Quando le armi parlano le Muse tacciono, dicevano gli antichi romani. Oggi come può esserci di aiuto la cultura?
«L’essere umano non riesce a evolversi in tempo di guerra ma dobbiamo usare la cultura per crescere. Si stanno combattendo due popoli che erano amici. Il presidente Zelensky ha sempre tenuto i suoi discorsi in lingua russa e ucraina. Mi sono formata leggendo gli autori russi: il primo spettacolo in cui ho recitato a teatro, avevo cinque anni, era tratto dalla “Favola dello zar Saltan” di Puškin. Čajkovskij e Šostakovič sono tra i miei compositori preferiti.

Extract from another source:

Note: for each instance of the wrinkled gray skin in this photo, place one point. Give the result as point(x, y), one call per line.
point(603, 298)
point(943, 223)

Esattamente come le poesie di Taras Ševčenko, simbolo dell’Ucraina. La scultura a lui dedicata nella città di Borodianka non si è salvata. La stessa sorte è toccata al teatro di Mariupol e alla biblioteca di Kharkiv. Vorrei cogliere l’occasione per fare un appello ai miei colleghi, registi, sceneggiatori affinché raccontino questo dramma. Con ogni mezzo».